I fell in love with Princess Mononoke. The Japanese version is a bit different from the US one, Moro the wolf-god is male, and sounds like CHeckov from Star Trek. 

Spirited Away was great, Kiki's was cute, but a little too "light" for me.  Laputa was good too.  Howls is long I believe.  I've heard good things about it, but only saw part of the fansub a while back. My club does anime days every couple of months, last one we had Spirited Away and I think Laputa on the list.


----------



## Tgace (Jul 11, 2005)

Laputa..that was "Castle in the Sky" for American release. Have that one too. Mononke was good. Not my favorite though. Got the kids a copy of Porco Rosso a few weeks ago. Kiki...yeah, but wait till you have kids that want to watch a movie 50X back-to-back. That one I at least like to watch.  Howl is listed as 119min. only playing at the Dipson in Amherst from what I can find...


----------



## Bob Hubbard (Jul 11, 2005)

Friend of mines daughter borrowed my PM dvd...they said she watched it non stop, pausing only for sleep, food and school for 3 days.  

(Hmm....I did the back to back thing with a few films..... LOL)

I think I did Arcadia of my Youth 3 times back to back....thing's 3 hours long, def. not for kids.  Too deep, and too violent.  Anything by Leiji Matsumoto is also on my must-see list. http://animeigo.com/Products/AOMY.t


----------



## Eldritch Knight (Jul 11, 2005)

Tonari no Totoro owns. I'd almost hesitate to say that Sen to Chihiro was better, but it was definetely better than Mononoke. Haven't seen Laputa yet... all the theaters are showing it dubbed, and I've gotta have the original Japanese.


----------



## arnisador (Jul 11, 2005)

Yeah, Kikis was well done. My daughter liked it.


----------



## Ubermint (Jul 11, 2005)

If you don't like studio ghibli, you are not human. 
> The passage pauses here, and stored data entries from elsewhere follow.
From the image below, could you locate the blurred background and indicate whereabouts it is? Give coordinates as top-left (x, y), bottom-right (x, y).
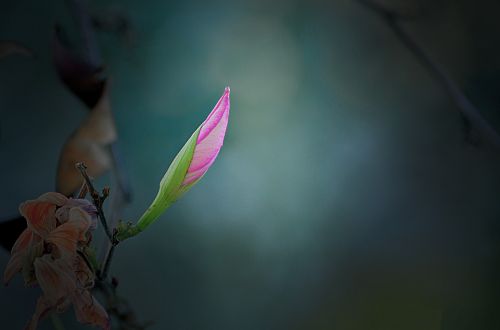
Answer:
top-left (1, 0), bottom-right (500, 329)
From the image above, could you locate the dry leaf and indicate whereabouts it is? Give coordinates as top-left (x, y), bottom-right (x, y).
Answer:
top-left (56, 84), bottom-right (117, 196)
top-left (0, 40), bottom-right (33, 59)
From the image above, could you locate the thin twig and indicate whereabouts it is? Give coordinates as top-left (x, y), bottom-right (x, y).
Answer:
top-left (75, 162), bottom-right (113, 241)
top-left (356, 0), bottom-right (500, 150)
top-left (76, 162), bottom-right (118, 281)
top-left (77, 180), bottom-right (88, 198)
top-left (99, 239), bottom-right (116, 280)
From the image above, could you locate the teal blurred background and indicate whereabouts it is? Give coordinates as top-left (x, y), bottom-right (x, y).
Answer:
top-left (2, 0), bottom-right (500, 329)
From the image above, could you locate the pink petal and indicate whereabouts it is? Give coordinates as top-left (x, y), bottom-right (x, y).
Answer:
top-left (197, 87), bottom-right (230, 142)
top-left (182, 152), bottom-right (219, 185)
top-left (182, 87), bottom-right (230, 185)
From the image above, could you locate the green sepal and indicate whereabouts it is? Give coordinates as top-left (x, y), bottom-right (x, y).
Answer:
top-left (136, 126), bottom-right (201, 232)
top-left (115, 220), bottom-right (141, 242)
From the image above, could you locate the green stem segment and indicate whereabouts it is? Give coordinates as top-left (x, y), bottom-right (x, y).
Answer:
top-left (116, 127), bottom-right (201, 242)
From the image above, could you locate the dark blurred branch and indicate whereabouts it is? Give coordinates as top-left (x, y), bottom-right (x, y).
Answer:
top-left (356, 0), bottom-right (500, 150)
top-left (63, 0), bottom-right (132, 201)
top-left (66, 0), bottom-right (102, 68)
top-left (91, 9), bottom-right (137, 48)
top-left (59, 0), bottom-right (132, 203)
top-left (109, 143), bottom-right (132, 203)
top-left (95, 279), bottom-right (153, 329)
top-left (65, 6), bottom-right (142, 327)
top-left (0, 217), bottom-right (26, 251)
top-left (67, 0), bottom-right (133, 297)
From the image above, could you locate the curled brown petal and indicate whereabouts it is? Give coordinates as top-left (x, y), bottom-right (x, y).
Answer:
top-left (19, 201), bottom-right (56, 239)
top-left (34, 256), bottom-right (76, 305)
top-left (72, 290), bottom-right (110, 330)
top-left (36, 192), bottom-right (69, 207)
top-left (24, 296), bottom-right (53, 330)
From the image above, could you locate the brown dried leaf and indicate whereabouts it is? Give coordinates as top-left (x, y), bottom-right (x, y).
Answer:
top-left (0, 40), bottom-right (33, 59)
top-left (56, 84), bottom-right (117, 196)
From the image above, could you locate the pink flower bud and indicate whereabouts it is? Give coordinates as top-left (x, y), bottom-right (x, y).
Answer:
top-left (182, 86), bottom-right (230, 186)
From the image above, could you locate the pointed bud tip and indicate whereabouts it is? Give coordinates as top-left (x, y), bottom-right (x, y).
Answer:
top-left (224, 86), bottom-right (230, 94)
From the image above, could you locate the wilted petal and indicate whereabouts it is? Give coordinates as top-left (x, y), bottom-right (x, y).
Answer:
top-left (11, 228), bottom-right (33, 254)
top-left (21, 235), bottom-right (44, 287)
top-left (25, 296), bottom-right (53, 330)
top-left (37, 192), bottom-right (69, 206)
top-left (4, 229), bottom-right (34, 285)
top-left (34, 255), bottom-right (76, 305)
top-left (67, 207), bottom-right (92, 240)
top-left (19, 201), bottom-right (56, 238)
top-left (4, 253), bottom-right (23, 285)
top-left (73, 291), bottom-right (110, 330)
top-left (47, 208), bottom-right (91, 256)
top-left (183, 87), bottom-right (230, 185)
top-left (55, 297), bottom-right (72, 313)
top-left (56, 198), bottom-right (97, 228)
top-left (74, 255), bottom-right (95, 289)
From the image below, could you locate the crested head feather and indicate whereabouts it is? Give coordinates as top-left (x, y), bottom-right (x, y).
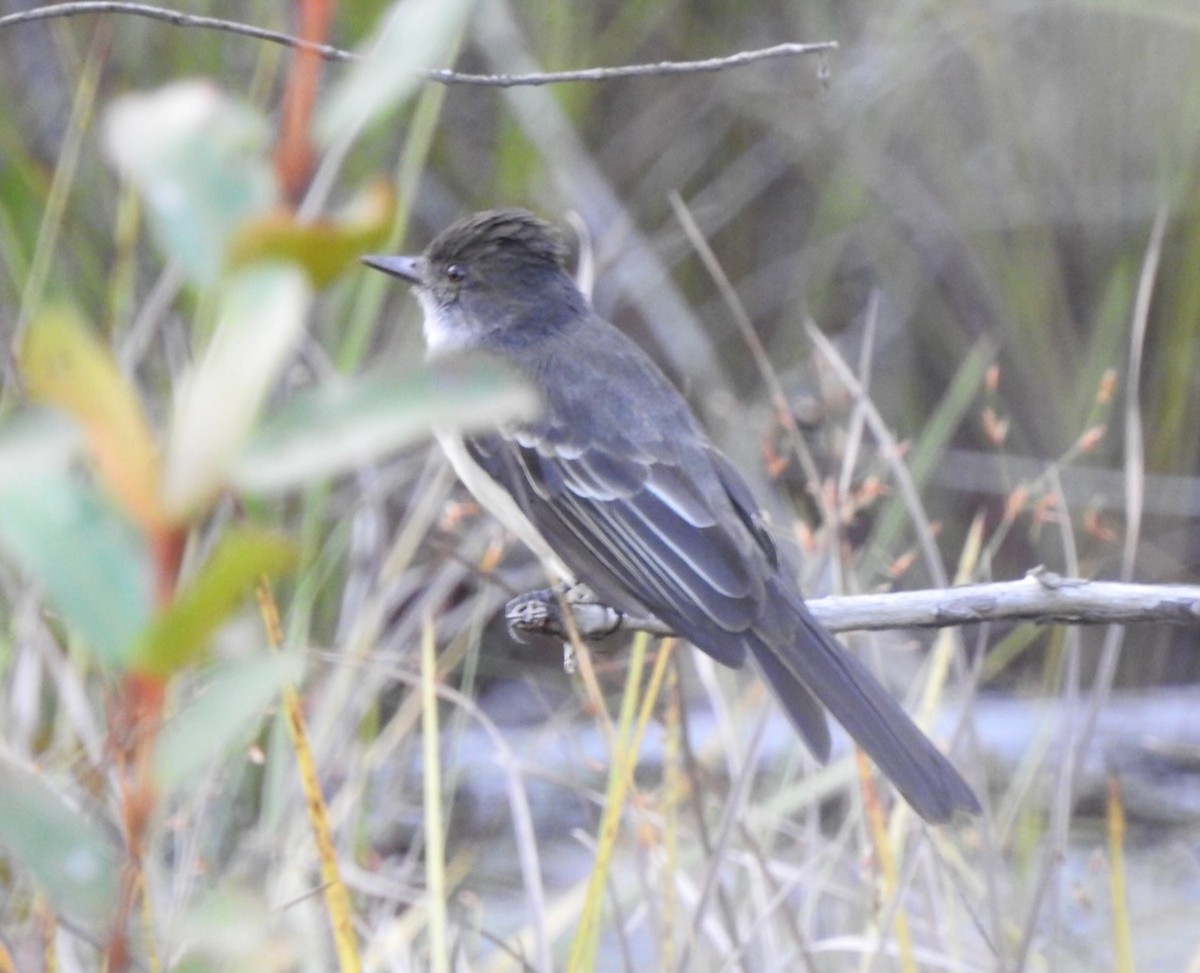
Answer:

Q: How do you get into laputa for free? 

A: You can't. It's a ***** of a situation!


----------



## rainbows (Jul 13, 2005)

Spirited Away is one of my favourite movies of all time. I'm a big fan of Miyazaki's films in general... can't wait for Howl's Moving Castle to come out here.


----------



## Tgace (Jul 13, 2005)

Saw it with the family yesterday. It was very good.


----------



## Aikikitty (Jul 14, 2005)

I'm a big Miyazaki fan!  I love all his movies!  I had been dying to see Howl's Moving Castle since I first heard about it last year and couldn't wait for it to come out here.  Later on, I read in an anime magazine that it got a 7 minute standing ovation at the end of the movie at the premiere in Japan (I think it was in Japan)!  Much to my frustration, my city turned out to be one of the ones that didn't get it (even after the open everywhere commercials they were showing).  I finally got to see Howl's 2 weeks ago when I was in California on vacation.  I LOVED it!!!!!!!!! artyon:   Then all of a sudden, it finally comes out here, 2 weeks after it should have been here, (I couldn't believe if actually came here after all!), and I got to see it again--loved it even more!  Even my dad who isn't a big animation fan, really enjoyed it.  Tomorrow, I plan to see it a 3rd time.   artyon:   Some people in my family just finished reading the book of Howl's and they said it was excellent--plenty of differences than the movie, but both are great.

Robyn :asian:


----------